Author contributions

AKC conceived the study, undertook the literature review and wrote the first draft of the manuscript. DD provided clinical expertise-based input throughout the study and critically reviewed the manuscript. SL provided clinical expertise-based input throughout the study and critically reviewed the manuscript. SP provided health economics expertise-based input throughout the study and critically reviewed the manuscript. MB provided imaging and technological expertise-based input throughout the study and critically reviewed the manuscript.
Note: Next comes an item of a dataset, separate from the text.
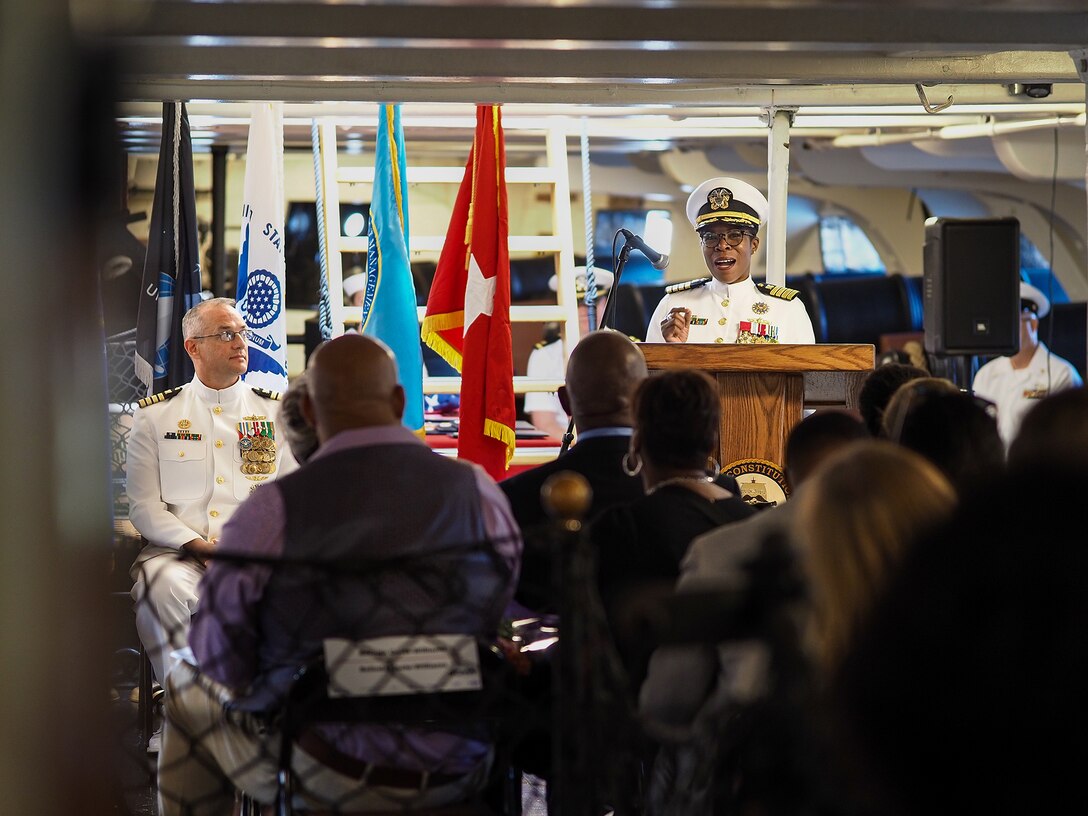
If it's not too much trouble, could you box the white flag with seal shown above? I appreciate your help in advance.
[237,102,287,391]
GSC provided statistical expertise-based input throughout the study and critically reviewed the manuscript. JH-C helped conceive the study, provided epidemiology expertise-based input throughout the study and critically reviewed the manuscript.

Funding

This work was supported by Cancer Research UK [C2195/A31310 to AKC, C8225/A21133 to DD, C49297/A27294 to GSC, C5255/A18085 to JH-C], the NIHR Biomedical Research Centre, Oxford [GSC], the NIHR (SP receives support as an NIHR Senior Investigator [NF-SI-0616-10103]) and the NIHR Applied Research Collaboration Oxford and Thames Valley (SP).

Data availability

No original data were generated for this review. The literature search strategy is provided.

Competing interests

JH-C is an unpaid director of QResearch (a not-for-profit organisation, which is a partnership between the University of Oxford and EMIS Health, which supply the QResearch database) and is a founder and shareholder of ClinRisk Ltd and was its medical director until 31 May 2019 (ClinRisk produces open and closed source software to implement clinical risk algorithms, including two breast cancer risk models implemented in the NHS into clinical computer systems (outside of this work)). All the remaining authors declare no competing interests.

Ethics approval and consent to participate

Not applicable—this review did not use original/clinical data from human participants or tissue.